British property tycoon Robert Tchenguiz has abandoned a multi-million pound lawsuit against accountancy firm Grant Thornton just hours before he was due to give evidence in court.
The Iranian-born entrepreneur had accused Grant Thornton, two of its partners and a former Kaupthing lawyer Johannes Runar Johannsson of spreading misinformation in order to launch a Serious Fraud Office (SFO) investigation into him.
Mr Tchenguiz and his brother Vincent were arrested in 2011 as part of an SFO probe into the collapse of Icelandic bank Kaupthing in 2008, which had allowed the property magnate to borrow £1.6 billion before going bust.
The investigation was dropped in 2012 and the Tchenguiz brothers won an apology and received £4.5 million in damages from the SFO because of “serious mistakes” in the probe.
The property developer, known for his flamboyant lifestyle, said he had reached a commercial settlement with Kaupthing “the result of which has enabled me today to withdraw the case which was being heard in London’s Commercial Court, and other proceedings in the BVI (British Virgin Islands)”.
Reacting to the news, Grant Thornton, the major City of London firm, said Mr Tchenguiz would be paying all of their legal costs, which would be millions of pounds.
“The claimants’ withdrawal of all of their allegations, just as Mr Tchenguiz was about to give evidence, is a total capitulation and fully vindicates the position that we and the other defendants have maintained throughout this litigation. These claims should never have been brought,” a spokesperson for Grant Thornton said in a statement.
The statement added: “For the avoidance of doubt, no deal or settlement has been made between any of Grant Thornton UK LLP, Steve Akers or Hossein Hamedani with Robert Tchenguiz or his trusts. The case against all of the Defendants has simply collapsed.
“We have always maintained that the allegations against these experienced and well-respected professionals were abusive. They emerge from these disgraceful proceedings with their reputations restored.”
Mr Tchenguiz who has a £20 million home in Kensington, London, was once, along with his brother, one of the richest men in Britain, reputed to be worth £850 million in 2007.
Legal woes erupting from the financial crisis of 2008 led to speculation that he could be about to lose his mansion, which he shares with his girlfriend, ex-wife and two children.

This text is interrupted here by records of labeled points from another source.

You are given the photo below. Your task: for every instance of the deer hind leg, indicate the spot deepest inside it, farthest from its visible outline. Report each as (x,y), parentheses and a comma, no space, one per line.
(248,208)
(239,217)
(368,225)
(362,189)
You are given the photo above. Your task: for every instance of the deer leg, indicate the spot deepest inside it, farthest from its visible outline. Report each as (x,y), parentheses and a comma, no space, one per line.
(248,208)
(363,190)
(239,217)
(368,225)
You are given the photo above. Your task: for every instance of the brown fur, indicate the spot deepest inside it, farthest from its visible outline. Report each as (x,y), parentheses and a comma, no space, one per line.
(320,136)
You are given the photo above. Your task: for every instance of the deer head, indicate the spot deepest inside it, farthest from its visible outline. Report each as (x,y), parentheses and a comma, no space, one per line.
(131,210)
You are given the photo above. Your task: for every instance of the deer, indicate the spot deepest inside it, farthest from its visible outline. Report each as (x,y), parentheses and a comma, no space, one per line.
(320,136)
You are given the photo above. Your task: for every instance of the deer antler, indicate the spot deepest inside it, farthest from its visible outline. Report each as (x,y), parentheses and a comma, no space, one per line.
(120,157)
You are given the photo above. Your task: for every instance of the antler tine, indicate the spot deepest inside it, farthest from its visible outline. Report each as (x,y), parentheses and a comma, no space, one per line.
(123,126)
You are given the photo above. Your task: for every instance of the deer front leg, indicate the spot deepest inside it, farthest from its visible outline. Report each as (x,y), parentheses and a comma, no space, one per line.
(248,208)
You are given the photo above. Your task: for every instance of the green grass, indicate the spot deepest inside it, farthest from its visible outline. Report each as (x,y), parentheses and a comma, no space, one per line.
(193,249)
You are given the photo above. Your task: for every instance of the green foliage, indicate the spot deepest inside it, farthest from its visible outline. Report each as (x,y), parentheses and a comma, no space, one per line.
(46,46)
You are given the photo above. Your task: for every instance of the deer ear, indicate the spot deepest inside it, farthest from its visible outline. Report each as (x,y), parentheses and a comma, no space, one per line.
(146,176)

However, reports on Tuesday said Mr Tchenguiz had been able to keep his large home as part of a settlement. It had been suggested the property was about to be seized as part of a legal dispute in Guernsey.
In a statement, he said he was glad “that the long legal saga which has dominated my life for years is almost over".
"I am finally able to get on with my life and rebuild my business interests," he added.